Comme notre objet de travail collaboratif se trouve lié à cette problématique, nous avons rappelé, schématiquement, les origines et les mouvances de la notion d’action située. Il s’agit de voir si les caractéristiques de la situation, telles qu’elles ont été définies par la philosophie pragmatiste et la sociologie interactionniste, peuvent se traduire dans le champ de la psychologie sociale des processus cognitifs. L'action située dresse un portrait des hommes et des choses comme qualitativement différents.

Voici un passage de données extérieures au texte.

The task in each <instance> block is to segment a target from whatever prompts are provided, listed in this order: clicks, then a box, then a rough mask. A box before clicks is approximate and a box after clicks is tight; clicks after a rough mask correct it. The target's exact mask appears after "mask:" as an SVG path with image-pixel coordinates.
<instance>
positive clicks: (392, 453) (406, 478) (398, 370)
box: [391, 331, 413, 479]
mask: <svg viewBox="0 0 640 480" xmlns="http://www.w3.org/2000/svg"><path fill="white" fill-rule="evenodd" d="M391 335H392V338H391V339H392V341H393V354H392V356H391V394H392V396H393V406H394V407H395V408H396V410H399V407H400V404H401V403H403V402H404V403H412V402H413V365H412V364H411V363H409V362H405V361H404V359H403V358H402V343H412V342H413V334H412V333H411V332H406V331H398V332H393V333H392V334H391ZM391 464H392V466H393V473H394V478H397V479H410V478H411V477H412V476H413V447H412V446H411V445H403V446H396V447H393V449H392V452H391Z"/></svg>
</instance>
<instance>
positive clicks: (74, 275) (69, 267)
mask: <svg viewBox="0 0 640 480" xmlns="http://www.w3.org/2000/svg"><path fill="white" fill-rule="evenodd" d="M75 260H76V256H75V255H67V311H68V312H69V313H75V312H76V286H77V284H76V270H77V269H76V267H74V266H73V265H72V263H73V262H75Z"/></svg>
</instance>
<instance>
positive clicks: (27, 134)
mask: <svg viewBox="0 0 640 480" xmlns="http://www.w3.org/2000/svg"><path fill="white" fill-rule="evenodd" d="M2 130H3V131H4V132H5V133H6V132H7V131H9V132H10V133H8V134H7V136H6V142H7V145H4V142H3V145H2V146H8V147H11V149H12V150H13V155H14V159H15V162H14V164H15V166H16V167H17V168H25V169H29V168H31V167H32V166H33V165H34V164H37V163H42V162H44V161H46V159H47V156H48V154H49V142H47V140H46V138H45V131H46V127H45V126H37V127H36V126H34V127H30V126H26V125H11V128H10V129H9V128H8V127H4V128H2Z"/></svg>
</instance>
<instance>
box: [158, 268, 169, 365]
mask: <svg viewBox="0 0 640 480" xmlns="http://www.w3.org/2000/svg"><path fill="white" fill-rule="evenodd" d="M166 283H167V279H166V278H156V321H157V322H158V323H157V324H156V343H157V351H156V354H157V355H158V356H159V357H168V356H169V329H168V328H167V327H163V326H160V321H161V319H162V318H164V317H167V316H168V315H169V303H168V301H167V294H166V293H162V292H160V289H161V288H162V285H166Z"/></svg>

En ce qui concerne la différence entre l’action située et la cognition située, nous constatons que l’approche de la cognition située reprend les principes de l’action située en les appliquant à la cognition. Il ne s’agit pas de faire une distinction entre le social et le cognitif, mais de les appréhender comme deux aspects d’un même processus. Dans la cognition située, on s’éloigne de la perspective des ethnométhodologues et la cognition elle-même devient l’objet d’étude : les activités mentales (raisonnement, mémoire,…) ou les processus cognitifs (résolution de problèmes, apprentissage,...). En mettant l’accent sur le caractère émergent de la situation et en prônant que toute activité commune de construction de sens se déroule dans l’ici et maintenant, celle-ci a un caractère « situé ». Elle est située dans un cadre de contraintes et dans un espace structuré par des décisions.

L’indexicalité, mise en lumière par les théories ethnométhodologiques et

interactionnistes, rend illusoire la séparation des actes de leur contexte. De plus, la cognition étant située matériellement par son « ancrage » dans les objets de la situation n’autorise pas seulement l’activité, mais elle la configure.

Tandis que la notion d’action située met en avant la relation entre individu et situation concrète, la deuxième approche que nous allons étudier examine les processus internes d’un groupe de personnes qui exécute une tâche en prenant appui sur le monde externe, voire les artefacts. C’est l’approche de la cognition distribuée de Hutchins (1995) que nous appréhendons au prochain chapitre. De manière identique à Suchman, l’approche de la cognition distribuée met en exergue l’importance de l’environnement, dans lequel les acteurs réalisent leurs actions, mais elle souligne en particulier que les individus agissent dans un monde plein d’artefacts. Ainsi, elle déplace le focus des interactions sur toutes les composantes d’un système, une démarche qui a des conséquences sur la notion de la cognition.